In one study, a DNN model was trained on a dataset of 91,232 ECGs to
detect 12 rhythm classes from a single lead, patch based ambulatory
monitor.6 Results showed an AUC>0.91 and
a superior model performance compared to separate annotations made by 6
cardiologists. AUC of the model for AF was as high as 0.96 but the small
testing dataset of only 328 ECGs limits the reliability of results for
any individual class 34. For external validation, the
model was trained and tested using 2017 Physionet Challenge data with a
relatively larger testing dataset (performance for AF diagnosis- F1
score 0.84). However, the testing dataset was not randomly selected, and
more rare diagnoses were purposefully included which makes the results
less generalizable.6
In another proof-of-concept study, a DNN model was trained using over 2
million ECGs to detect 6 abnormalities from 12 SL
ECG.7 However, individual diagnostic accuracy for the
6 abnormalities selected is hard to comment on due to a smaller testing
dataset used to assess several distinct diagnoses. For instance, testing
dataset included only 13 AF cases.7
PhysioNet/computing in cardiology challenge 2017,35allowed an opportunity for external validation of algorithms from 75
teams which were trained using a common training dataset of 8,528 single
lead ECGs.
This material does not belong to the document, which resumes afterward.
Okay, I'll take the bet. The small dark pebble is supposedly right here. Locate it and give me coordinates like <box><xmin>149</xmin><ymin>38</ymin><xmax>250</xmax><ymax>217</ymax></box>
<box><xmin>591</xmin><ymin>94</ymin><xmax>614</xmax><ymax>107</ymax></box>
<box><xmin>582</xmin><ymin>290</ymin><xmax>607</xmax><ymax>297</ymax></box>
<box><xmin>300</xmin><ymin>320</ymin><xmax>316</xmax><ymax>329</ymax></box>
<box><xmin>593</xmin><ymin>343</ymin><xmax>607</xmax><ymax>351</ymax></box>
These then competed head-to-head on a hidden dataset to
diagnose AF amongst the 4 labeled outputs (normal, AF, other, noisy).
Winning algorithms (F1 score 0.83) varied from hand featured models
using random forest, extreme gradient boosting to CNN and recurrent
neural networks. However, the authors concluded that training set was
not sufficient to allow an advantage for more complex algorithms that
require enormous data for parameter and hyperparameter tuning.
Furthermore, although training set was relatively larger (3,658 ECGs
with 311 AF cases), only 27.3% of it was used to rank the
algorithms.35
A preliminary study demonstrated that triaging patients in emergency
care setting from interpretation of 12 SL ECG using a
CNN.36 The results were also compared to their
conventional ECG algorithm currently in use. Output was mapped to 16
pre-specified groups to provide actionable information. Results showed
slightly better performance than the traditional interpretation but was
statistically significant. One of the limitations was again a small
testing dataset which included few emergency readings (total
60).36
Our group has developed a DNN model to make a comprehensive 12-lead ECG
interpretation using 2.5 million standard 12 SL-ECGs from 720,000
patients.9,37 A ‘transformer model’ was also
incorporated to translate the output into 66 discrete readable ECG
diagnostic codes and make a multilabel prediction comparable to current
computer automated programs. We previously showed the performance of
this model according to all individual 66 codes included using a testing
dataset of 499,917 ECGs.37 The overall performance was
an AUC of ≥0.98 for 62 of the 66 reported codes. Recently, the
performance was evaluated head-to-head against the traditional ECG
interpretation software currently in use at our institute and the final
cardiologist over-read diagnosis.9 Results showed an
average ideal or acceptable diagnosis of 91.8% (AI-enabled
interpretation) vs 86.6% (computer generated interpretation) vs 94%
(final clinical diagnosis). In some ways these studies show the
potential of DNN models to provide a level of ECG interpretation
previously confined to the realms of field experts.